El Aguajito is a small town in the state of Sinaloa in Mexico. It lies within a large forested area in the highlands of the state west of the Sierra Madre Occidental Mountains.

==Physical environment==
The climate in this region of the state of Sinaloa is moderate, but humid. The temperatures throughout the year vary between 40 and 100 F. Rains come to this area during the summer months, and along the highest temperatures of the year.
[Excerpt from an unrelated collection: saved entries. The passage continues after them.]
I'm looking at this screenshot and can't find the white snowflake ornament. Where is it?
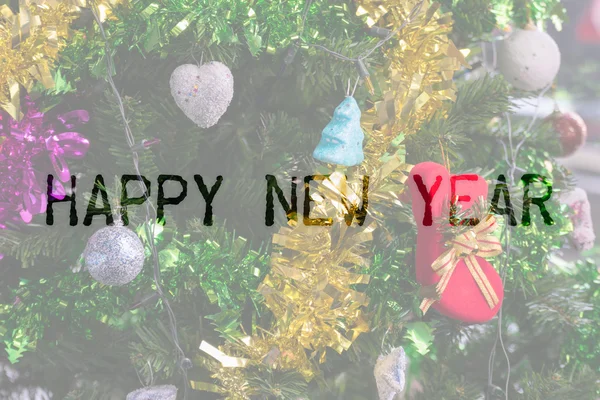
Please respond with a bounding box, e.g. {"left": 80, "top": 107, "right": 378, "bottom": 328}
{"left": 374, "top": 347, "right": 408, "bottom": 400}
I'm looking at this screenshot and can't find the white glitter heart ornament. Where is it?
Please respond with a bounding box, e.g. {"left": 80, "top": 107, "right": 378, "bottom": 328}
{"left": 169, "top": 62, "right": 234, "bottom": 128}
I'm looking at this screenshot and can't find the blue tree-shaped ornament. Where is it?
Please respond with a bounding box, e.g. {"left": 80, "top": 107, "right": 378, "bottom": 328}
{"left": 313, "top": 96, "right": 364, "bottom": 167}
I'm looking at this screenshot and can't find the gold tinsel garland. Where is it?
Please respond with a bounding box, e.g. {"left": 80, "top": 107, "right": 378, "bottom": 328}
{"left": 200, "top": 1, "right": 468, "bottom": 395}
{"left": 359, "top": 0, "right": 469, "bottom": 173}
{"left": 0, "top": 0, "right": 120, "bottom": 120}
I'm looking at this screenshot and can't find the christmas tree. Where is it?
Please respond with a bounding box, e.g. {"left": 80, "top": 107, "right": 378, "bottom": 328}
{"left": 0, "top": 0, "right": 598, "bottom": 398}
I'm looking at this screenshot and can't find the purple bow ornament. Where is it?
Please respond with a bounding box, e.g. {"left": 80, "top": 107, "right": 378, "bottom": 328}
{"left": 0, "top": 103, "right": 90, "bottom": 227}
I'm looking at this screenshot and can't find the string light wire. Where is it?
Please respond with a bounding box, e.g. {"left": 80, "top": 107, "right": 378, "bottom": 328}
{"left": 90, "top": 3, "right": 190, "bottom": 398}
{"left": 300, "top": 0, "right": 425, "bottom": 63}
{"left": 488, "top": 82, "right": 553, "bottom": 400}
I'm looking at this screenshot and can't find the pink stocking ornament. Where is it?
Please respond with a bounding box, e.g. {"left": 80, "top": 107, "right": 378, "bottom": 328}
{"left": 408, "top": 162, "right": 504, "bottom": 323}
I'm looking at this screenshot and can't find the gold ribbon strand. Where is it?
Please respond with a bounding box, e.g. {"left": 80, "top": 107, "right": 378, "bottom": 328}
{"left": 0, "top": 0, "right": 122, "bottom": 119}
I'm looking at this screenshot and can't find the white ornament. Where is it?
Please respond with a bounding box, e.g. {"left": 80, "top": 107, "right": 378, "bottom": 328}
{"left": 169, "top": 62, "right": 234, "bottom": 128}
{"left": 83, "top": 223, "right": 145, "bottom": 286}
{"left": 374, "top": 347, "right": 408, "bottom": 400}
{"left": 560, "top": 188, "right": 596, "bottom": 251}
{"left": 498, "top": 27, "right": 561, "bottom": 91}
{"left": 126, "top": 385, "right": 177, "bottom": 400}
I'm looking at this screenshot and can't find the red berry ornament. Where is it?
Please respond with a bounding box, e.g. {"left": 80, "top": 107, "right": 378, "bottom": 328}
{"left": 553, "top": 111, "right": 587, "bottom": 157}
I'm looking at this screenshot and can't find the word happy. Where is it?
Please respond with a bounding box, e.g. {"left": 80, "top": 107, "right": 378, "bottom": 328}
{"left": 45, "top": 173, "right": 554, "bottom": 226}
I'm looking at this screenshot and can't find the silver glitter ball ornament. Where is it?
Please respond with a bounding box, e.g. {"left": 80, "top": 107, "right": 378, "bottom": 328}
{"left": 84, "top": 224, "right": 145, "bottom": 286}
{"left": 126, "top": 385, "right": 177, "bottom": 400}
{"left": 169, "top": 61, "right": 234, "bottom": 128}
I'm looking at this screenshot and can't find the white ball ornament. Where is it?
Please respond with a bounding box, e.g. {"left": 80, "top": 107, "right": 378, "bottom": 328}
{"left": 83, "top": 222, "right": 145, "bottom": 286}
{"left": 126, "top": 385, "right": 177, "bottom": 400}
{"left": 169, "top": 61, "right": 234, "bottom": 128}
{"left": 498, "top": 26, "right": 561, "bottom": 91}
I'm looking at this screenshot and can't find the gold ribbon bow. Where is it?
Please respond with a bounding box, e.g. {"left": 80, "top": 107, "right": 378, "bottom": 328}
{"left": 420, "top": 215, "right": 503, "bottom": 314}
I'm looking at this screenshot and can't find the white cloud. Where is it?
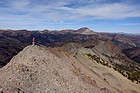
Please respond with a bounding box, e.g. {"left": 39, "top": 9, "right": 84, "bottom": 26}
{"left": 60, "top": 21, "right": 64, "bottom": 22}
{"left": 71, "top": 3, "right": 140, "bottom": 19}
{"left": 118, "top": 23, "right": 140, "bottom": 26}
{"left": 0, "top": 0, "right": 140, "bottom": 30}
{"left": 11, "top": 0, "right": 30, "bottom": 11}
{"left": 1, "top": 0, "right": 140, "bottom": 21}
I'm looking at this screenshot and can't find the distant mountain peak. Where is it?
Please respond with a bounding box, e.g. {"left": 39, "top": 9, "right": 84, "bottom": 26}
{"left": 78, "top": 27, "right": 90, "bottom": 31}
{"left": 77, "top": 27, "right": 96, "bottom": 35}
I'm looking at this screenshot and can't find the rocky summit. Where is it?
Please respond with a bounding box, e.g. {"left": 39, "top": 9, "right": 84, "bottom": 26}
{"left": 0, "top": 45, "right": 140, "bottom": 93}
{"left": 0, "top": 45, "right": 110, "bottom": 93}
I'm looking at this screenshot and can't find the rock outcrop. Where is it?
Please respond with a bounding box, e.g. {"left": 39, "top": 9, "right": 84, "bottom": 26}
{"left": 0, "top": 45, "right": 115, "bottom": 93}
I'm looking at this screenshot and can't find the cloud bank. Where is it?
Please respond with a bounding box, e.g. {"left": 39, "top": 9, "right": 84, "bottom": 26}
{"left": 1, "top": 0, "right": 140, "bottom": 21}
{"left": 0, "top": 0, "right": 140, "bottom": 31}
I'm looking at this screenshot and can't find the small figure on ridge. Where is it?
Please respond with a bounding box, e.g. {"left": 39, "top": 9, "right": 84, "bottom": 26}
{"left": 32, "top": 37, "right": 35, "bottom": 46}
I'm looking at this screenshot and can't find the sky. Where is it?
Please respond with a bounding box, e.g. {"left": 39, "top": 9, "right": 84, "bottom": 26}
{"left": 0, "top": 0, "right": 140, "bottom": 33}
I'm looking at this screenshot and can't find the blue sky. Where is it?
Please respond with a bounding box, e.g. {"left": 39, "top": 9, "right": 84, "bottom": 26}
{"left": 0, "top": 0, "right": 140, "bottom": 33}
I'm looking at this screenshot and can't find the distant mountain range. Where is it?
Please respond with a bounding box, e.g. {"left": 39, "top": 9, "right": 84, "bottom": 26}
{"left": 0, "top": 27, "right": 140, "bottom": 67}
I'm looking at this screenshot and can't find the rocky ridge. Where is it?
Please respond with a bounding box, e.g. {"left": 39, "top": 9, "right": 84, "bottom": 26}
{"left": 0, "top": 45, "right": 114, "bottom": 93}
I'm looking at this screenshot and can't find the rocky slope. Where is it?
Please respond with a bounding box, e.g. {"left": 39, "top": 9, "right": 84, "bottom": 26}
{"left": 0, "top": 45, "right": 118, "bottom": 93}
{"left": 0, "top": 45, "right": 140, "bottom": 93}
{"left": 123, "top": 47, "right": 140, "bottom": 63}
{"left": 72, "top": 47, "right": 140, "bottom": 93}
{"left": 62, "top": 40, "right": 140, "bottom": 84}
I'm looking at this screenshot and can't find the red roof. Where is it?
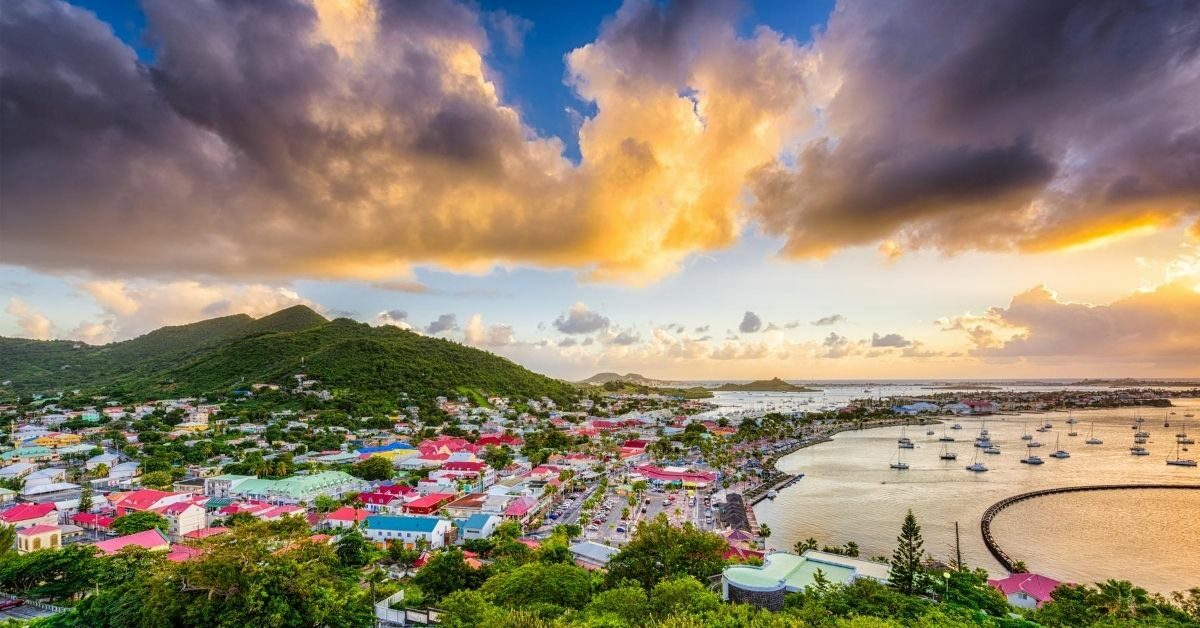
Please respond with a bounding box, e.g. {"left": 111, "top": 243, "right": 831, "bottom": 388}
{"left": 184, "top": 526, "right": 228, "bottom": 539}
{"left": 117, "top": 488, "right": 176, "bottom": 511}
{"left": 374, "top": 484, "right": 415, "bottom": 496}
{"left": 503, "top": 496, "right": 537, "bottom": 517}
{"left": 634, "top": 464, "right": 717, "bottom": 484}
{"left": 476, "top": 434, "right": 521, "bottom": 447}
{"left": 157, "top": 502, "right": 198, "bottom": 515}
{"left": 166, "top": 545, "right": 204, "bottom": 562}
{"left": 72, "top": 512, "right": 114, "bottom": 528}
{"left": 405, "top": 493, "right": 455, "bottom": 510}
{"left": 622, "top": 439, "right": 648, "bottom": 449}
{"left": 988, "top": 573, "right": 1063, "bottom": 606}
{"left": 359, "top": 492, "right": 401, "bottom": 505}
{"left": 93, "top": 529, "right": 170, "bottom": 555}
{"left": 0, "top": 502, "right": 56, "bottom": 523}
{"left": 325, "top": 506, "right": 370, "bottom": 522}
{"left": 442, "top": 461, "right": 487, "bottom": 473}
{"left": 17, "top": 524, "right": 60, "bottom": 536}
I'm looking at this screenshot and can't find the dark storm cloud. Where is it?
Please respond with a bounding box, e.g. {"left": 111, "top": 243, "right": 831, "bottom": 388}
{"left": 750, "top": 0, "right": 1200, "bottom": 258}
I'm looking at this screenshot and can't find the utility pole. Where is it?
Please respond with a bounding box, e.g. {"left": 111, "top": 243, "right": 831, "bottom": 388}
{"left": 954, "top": 521, "right": 963, "bottom": 571}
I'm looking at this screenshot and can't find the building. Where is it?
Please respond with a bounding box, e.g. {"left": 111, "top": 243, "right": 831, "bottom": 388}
{"left": 0, "top": 502, "right": 58, "bottom": 529}
{"left": 362, "top": 515, "right": 452, "bottom": 549}
{"left": 323, "top": 506, "right": 370, "bottom": 530}
{"left": 17, "top": 524, "right": 62, "bottom": 554}
{"left": 569, "top": 541, "right": 620, "bottom": 570}
{"left": 633, "top": 464, "right": 718, "bottom": 488}
{"left": 114, "top": 489, "right": 191, "bottom": 516}
{"left": 722, "top": 551, "right": 891, "bottom": 611}
{"left": 457, "top": 513, "right": 501, "bottom": 540}
{"left": 403, "top": 493, "right": 455, "bottom": 515}
{"left": 0, "top": 462, "right": 35, "bottom": 481}
{"left": 155, "top": 502, "right": 207, "bottom": 540}
{"left": 92, "top": 528, "right": 172, "bottom": 555}
{"left": 988, "top": 573, "right": 1063, "bottom": 609}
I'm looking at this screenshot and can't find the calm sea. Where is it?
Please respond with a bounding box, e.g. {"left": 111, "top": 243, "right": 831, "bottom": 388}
{"left": 748, "top": 394, "right": 1200, "bottom": 594}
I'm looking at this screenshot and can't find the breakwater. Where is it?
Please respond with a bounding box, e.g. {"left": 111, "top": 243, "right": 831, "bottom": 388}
{"left": 980, "top": 483, "right": 1200, "bottom": 573}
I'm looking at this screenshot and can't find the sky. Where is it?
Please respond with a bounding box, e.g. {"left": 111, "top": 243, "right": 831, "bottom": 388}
{"left": 1, "top": 0, "right": 1199, "bottom": 381}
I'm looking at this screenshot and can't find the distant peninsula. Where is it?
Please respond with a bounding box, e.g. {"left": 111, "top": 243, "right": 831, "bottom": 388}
{"left": 715, "top": 377, "right": 820, "bottom": 392}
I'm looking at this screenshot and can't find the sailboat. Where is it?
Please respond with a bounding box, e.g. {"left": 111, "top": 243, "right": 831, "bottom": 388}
{"left": 966, "top": 450, "right": 988, "bottom": 472}
{"left": 1020, "top": 443, "right": 1044, "bottom": 465}
{"left": 1066, "top": 414, "right": 1078, "bottom": 425}
{"left": 1130, "top": 430, "right": 1150, "bottom": 456}
{"left": 1020, "top": 421, "right": 1033, "bottom": 441}
{"left": 1051, "top": 435, "right": 1070, "bottom": 459}
{"left": 1086, "top": 422, "right": 1103, "bottom": 445}
{"left": 890, "top": 445, "right": 910, "bottom": 470}
{"left": 898, "top": 423, "right": 913, "bottom": 446}
{"left": 939, "top": 425, "right": 956, "bottom": 442}
{"left": 939, "top": 443, "right": 958, "bottom": 460}
{"left": 1178, "top": 423, "right": 1195, "bottom": 445}
{"left": 1167, "top": 441, "right": 1198, "bottom": 467}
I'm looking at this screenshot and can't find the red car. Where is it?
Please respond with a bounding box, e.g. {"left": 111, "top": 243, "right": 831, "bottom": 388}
{"left": 0, "top": 599, "right": 25, "bottom": 611}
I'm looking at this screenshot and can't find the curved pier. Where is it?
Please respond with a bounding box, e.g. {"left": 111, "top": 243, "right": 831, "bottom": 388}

The area serves as home to numerous species of animals ranging from harmless insects to venomous snakes to large animals used in agriculture. The species of animals include tarantulas, venomous scorpions, several species of whip scorpions, many types of lizards, bees, wasps, bats, rattle snakes, vipers, horses, mules, burros, cows, goats, pigs among many others.

==Politics==
The town had about 200 inhabitants, but about half of them emigrated to the United States. El Aguajito is not recognized by the government as an entity of its own; instead, it forms part of the bordering town of Los Troncones. The inhabitants, however, refuse to form part of Los Troncones because there are rivalries among families from the two towns.

==Facilities==
The town has two convenience stores, known as abarrotes. They are both located on the main road, which is called El Camino Real, which is Spanish for Royal Road. One of these abarrotes also serves as an afternoon restaurant on the weekends. The menu consists of simple item such as hot dogs and tortas (a Mexican-style sandwich). It also serves as an entertainment place with its own little arcade where the children go to spend their time.

The town has one school which serves the secondary grades (equivalent to grades 7 to 9 in the United States). The nearest elementary school is in the nearby town of Los Troncones, and the nearest high school, or preparatory school, is located in the town of El Palmar, several miles from El Aguajito.

==Economy==
The main source of income for the people of this town is money transfers that originate from those residing in the United States. There are, however, those who still prefer to farm corn, beans, peanuts, and tomatoes among other crops.

==Cultural life==
The only inhabitants that remain are the elderly and some women and children. However, come the holidays of December, and the town comes to life again. Many people return to this town to spend Christmas and New Years with their family members. There are also numerous celebrations during this time because many people decide to marry or have quinceaneras (coming of age celebrations) during these two exciting weeks. The days before Christmas and the days between Christmas and New Years are reserved for these celebrations regardless of the day of the week.